Cla$$war
The American is angry. I’m not talking about the general public of this country, I’m talking about the leader of the superhuman team known as Enola Gay. The team has been the tip of the spear for our country’s foreign policy since the First Iraq War and the American has been going along with it because he believes we represent the greater good. No more, however, as he’s since learned about who our government is really beholden to and the lengths they’ll go to in order to maintain that power. Now he’s ready to make those people pay, starting first with the President.
“Cla$$war” was originally published for three issues in 2002 and three more in 2004. It arrived in the aftermath of both “The Authority” and 9/11 and boy does it show. You’ve got the Superman-esque leader turning on his country for what he believes are the right reasons served up with over-the-top action and a social awareness that were missing from nearly all mainstream comics at the time. It must’ve been a bracing read for anyone who encountered the series in those periods with writer Rob Williams delivering plenty of angry energy in his script and artists Trevor Hairsine and Travel Foreman running with the bloody violence they were asked to depict.

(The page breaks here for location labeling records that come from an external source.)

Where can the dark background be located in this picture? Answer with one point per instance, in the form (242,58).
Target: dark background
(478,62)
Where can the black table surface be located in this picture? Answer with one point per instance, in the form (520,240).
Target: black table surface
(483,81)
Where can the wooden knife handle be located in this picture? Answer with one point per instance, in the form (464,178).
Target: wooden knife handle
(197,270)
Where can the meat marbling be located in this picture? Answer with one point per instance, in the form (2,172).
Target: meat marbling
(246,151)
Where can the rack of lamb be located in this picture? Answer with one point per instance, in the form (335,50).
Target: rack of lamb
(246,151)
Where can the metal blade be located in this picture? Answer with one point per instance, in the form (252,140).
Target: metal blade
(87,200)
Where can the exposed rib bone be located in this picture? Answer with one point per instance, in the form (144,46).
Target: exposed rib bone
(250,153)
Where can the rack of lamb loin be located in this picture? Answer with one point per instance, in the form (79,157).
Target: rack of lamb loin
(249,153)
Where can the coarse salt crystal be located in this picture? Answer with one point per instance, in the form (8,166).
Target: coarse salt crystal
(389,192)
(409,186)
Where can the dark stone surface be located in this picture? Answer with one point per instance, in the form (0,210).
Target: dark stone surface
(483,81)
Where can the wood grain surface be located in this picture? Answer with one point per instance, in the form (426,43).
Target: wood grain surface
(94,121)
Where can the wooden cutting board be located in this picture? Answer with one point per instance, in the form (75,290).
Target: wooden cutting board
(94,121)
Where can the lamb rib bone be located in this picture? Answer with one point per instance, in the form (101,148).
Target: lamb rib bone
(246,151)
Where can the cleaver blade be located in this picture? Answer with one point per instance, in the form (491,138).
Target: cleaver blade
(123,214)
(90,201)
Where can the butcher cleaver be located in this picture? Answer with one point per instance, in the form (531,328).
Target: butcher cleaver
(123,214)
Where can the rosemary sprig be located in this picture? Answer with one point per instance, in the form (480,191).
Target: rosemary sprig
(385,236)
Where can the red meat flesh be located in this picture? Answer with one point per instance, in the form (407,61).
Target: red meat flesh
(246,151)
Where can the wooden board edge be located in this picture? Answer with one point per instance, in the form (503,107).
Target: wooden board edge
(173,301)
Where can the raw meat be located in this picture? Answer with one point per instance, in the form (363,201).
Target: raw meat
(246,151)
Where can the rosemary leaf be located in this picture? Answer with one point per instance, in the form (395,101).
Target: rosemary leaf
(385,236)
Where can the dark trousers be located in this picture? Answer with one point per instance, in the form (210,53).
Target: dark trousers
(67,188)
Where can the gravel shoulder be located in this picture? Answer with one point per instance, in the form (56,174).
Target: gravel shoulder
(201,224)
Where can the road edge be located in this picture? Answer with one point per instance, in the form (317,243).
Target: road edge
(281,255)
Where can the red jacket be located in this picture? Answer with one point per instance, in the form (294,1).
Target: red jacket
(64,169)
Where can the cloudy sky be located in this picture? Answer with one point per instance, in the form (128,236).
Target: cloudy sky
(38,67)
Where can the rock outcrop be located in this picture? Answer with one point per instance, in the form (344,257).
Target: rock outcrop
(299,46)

While the art has held up pretty well – particularly Foreman’s work as there’s a scale and intensity here that you don’t see from his modern efforts – the story has not. “Cla$$war” today reads like a tired exercise in shock value where its anti-government rage comes off as quaint in terms of how little things have changed since and American’s meager accomplishments over the course of the story. It’s interesting to read Williams’ afterword (reprinted here from a 2008 collection) and see how much things changed for him after this series served as his breakthrough into the industry. He also says that the series has yet to be completed (with issues #7-12), but I can’t get excited about that based on what I’ve read here.